Common Themes in Several Stories + the Upcoming Release of “Lost in the Lyon’s Garden” from Dragonblade Publishing [Available 18 March 2026]

Back in January 2021, I released my Austenesque novel, The Mistress of Rosings Park. In that story, draper’s shops play a strategic role. In my upcoming novel from Dragonblade Publishing [book 4 of 5 in the Lyon’s Den Connected World Series, Lost in the Lyon’s Garden], my heroine is employed at a draper’s shop and the hero, though he is an earl, lives in Cheapside [just as did Elizabeth Bennet’s Uncle Gardiner]. Lord Benjamin Thompson hopes to bring back some of the “glory” of that part of London. Both hero and heroine of this new tale are children of clergymen and take the idea being “my brother’s keeper” to heart.

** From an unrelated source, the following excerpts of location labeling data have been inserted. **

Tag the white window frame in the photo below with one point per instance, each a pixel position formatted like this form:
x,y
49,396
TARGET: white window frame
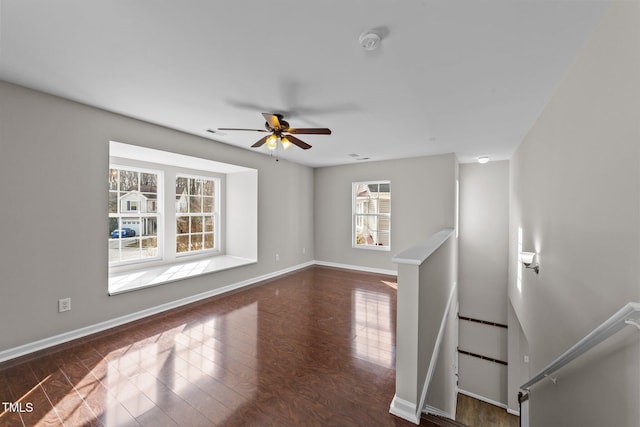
x,y
237,219
217,195
139,215
357,217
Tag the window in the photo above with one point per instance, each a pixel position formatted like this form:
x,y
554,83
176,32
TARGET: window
x,y
196,214
372,215
173,216
133,215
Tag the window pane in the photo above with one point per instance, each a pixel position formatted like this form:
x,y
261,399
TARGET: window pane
x,y
129,249
196,224
113,202
208,241
208,188
114,250
149,226
128,180
182,185
182,243
113,179
196,242
150,203
195,186
149,182
182,224
371,214
182,203
150,247
207,204
195,204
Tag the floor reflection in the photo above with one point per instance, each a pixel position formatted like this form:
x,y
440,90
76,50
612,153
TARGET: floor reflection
x,y
316,347
372,322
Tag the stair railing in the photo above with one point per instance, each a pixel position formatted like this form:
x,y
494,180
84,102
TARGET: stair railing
x,y
626,316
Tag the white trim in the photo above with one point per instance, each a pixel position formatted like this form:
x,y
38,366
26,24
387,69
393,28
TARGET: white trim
x,y
416,255
141,278
435,411
356,267
436,348
483,399
404,409
44,343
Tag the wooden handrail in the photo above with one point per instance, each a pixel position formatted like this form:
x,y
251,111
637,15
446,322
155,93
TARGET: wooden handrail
x,y
627,315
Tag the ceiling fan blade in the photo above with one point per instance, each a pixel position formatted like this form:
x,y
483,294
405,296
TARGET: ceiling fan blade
x,y
272,119
261,141
298,142
310,131
253,130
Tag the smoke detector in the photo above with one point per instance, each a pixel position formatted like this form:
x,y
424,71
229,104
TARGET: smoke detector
x,y
369,40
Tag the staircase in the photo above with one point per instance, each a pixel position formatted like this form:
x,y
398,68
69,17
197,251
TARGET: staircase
x,y
437,420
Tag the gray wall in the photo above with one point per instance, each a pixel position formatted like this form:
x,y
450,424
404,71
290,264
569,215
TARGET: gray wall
x,y
484,242
422,203
53,168
575,185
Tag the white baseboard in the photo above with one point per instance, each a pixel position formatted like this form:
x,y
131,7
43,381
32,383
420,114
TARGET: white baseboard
x,y
404,409
356,267
44,343
436,348
435,411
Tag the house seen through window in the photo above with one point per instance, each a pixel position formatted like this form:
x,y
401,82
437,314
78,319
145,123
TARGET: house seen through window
x,y
372,215
195,214
133,214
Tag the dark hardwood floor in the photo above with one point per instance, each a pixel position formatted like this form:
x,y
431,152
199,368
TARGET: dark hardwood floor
x,y
315,347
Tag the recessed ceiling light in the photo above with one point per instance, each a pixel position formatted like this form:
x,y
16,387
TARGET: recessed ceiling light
x,y
369,40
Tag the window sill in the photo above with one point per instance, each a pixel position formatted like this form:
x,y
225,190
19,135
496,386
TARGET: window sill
x,y
153,276
372,247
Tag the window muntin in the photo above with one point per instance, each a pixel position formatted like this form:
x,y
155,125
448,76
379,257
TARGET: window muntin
x,y
133,214
372,215
196,214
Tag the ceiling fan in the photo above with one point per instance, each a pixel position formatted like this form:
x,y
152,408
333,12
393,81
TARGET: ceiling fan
x,y
280,131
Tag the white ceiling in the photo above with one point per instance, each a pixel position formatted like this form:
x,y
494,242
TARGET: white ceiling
x,y
469,77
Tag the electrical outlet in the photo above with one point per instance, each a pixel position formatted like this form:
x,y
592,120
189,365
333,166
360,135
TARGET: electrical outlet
x,y
64,304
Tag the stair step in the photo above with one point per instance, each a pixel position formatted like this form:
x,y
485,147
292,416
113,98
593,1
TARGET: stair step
x,y
442,421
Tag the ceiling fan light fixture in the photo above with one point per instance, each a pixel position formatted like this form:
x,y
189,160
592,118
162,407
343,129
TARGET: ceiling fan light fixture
x,y
369,40
272,142
285,143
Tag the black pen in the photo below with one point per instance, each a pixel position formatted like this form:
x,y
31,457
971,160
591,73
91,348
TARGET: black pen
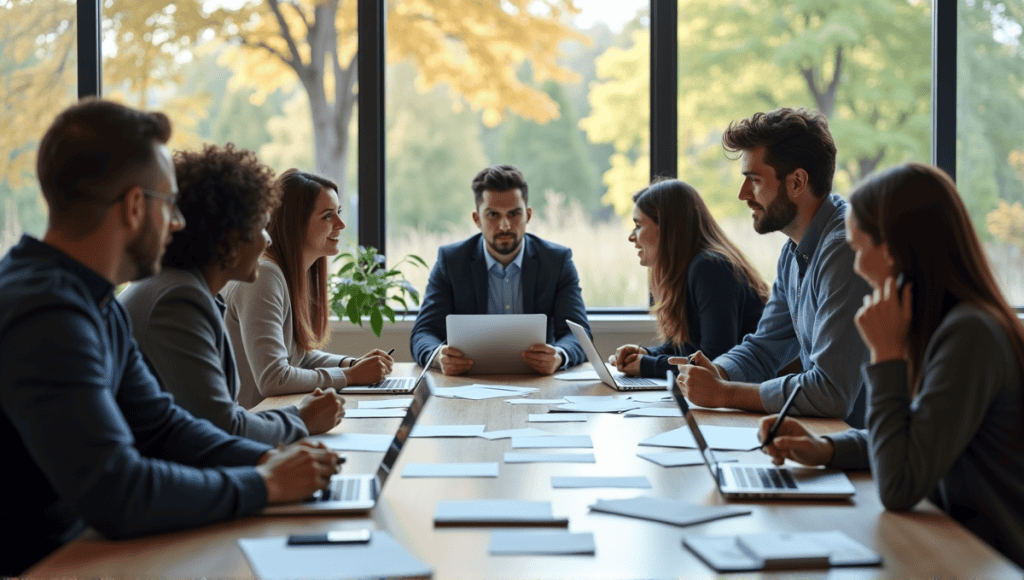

One of the first industries in Great Britain was the manufacturing of cloth. Wool and cotton fabrics [Think of all that cotton fibers swirling around Mr. Thorton in the Masterpiece version of North and South] were available with some ease. Cotton printed muslin was often found upon the backs of people of the age. By the end of the Regency era, Great Britain had imported 90 million pounds of cotton. Messrs. Harding Howell & Co in Pall Mall was one of the leaders of choice linen-drapers. In 1811, Jane Austen described a shopping excursion she made to a London establishment that sold handkerchiefs, gauzes, nets, veils, trims, and cloth as . . .

Linendraper interior 1818 ~ . ‘Linendraper’, print from ‘A Book of English Trades’ by Richard Phillips, 1818 edition.

We set off immediately after breakfast and must have reached Grafton House by 1/2 past 11 -, but when we entered the Shop, the whole counter was thronged & we waited a full half an hour before we c’d be attended to. When we were served however, I was very well satisfied with my purchases.

It was not unusual for customers to haggle over the prices, but, by the Regency, the shoppers saw more “set” prices on items. Unfortunately, for the shopkeepers, they were “obliged” to extend credit to the aristocracy, which saw the privilege as a necessary part of their positions in Society. Being paid was purely on the backs of the shopkeepers, who often went bankrupt with little recourse, for peers could not be sent to debtors’ prison for non-payment. Though I chose not to paint my heroine’s [Miss Victoria Whitchurch] employer, Mr. Sustar, with an unstained brushstroke, I did attempt to show him in moments of strictness, as well as kindness, for he was making an unusal business decision that would make him money and expand Miss Whitchurch’s duties. You will see what I mean when you read the tale.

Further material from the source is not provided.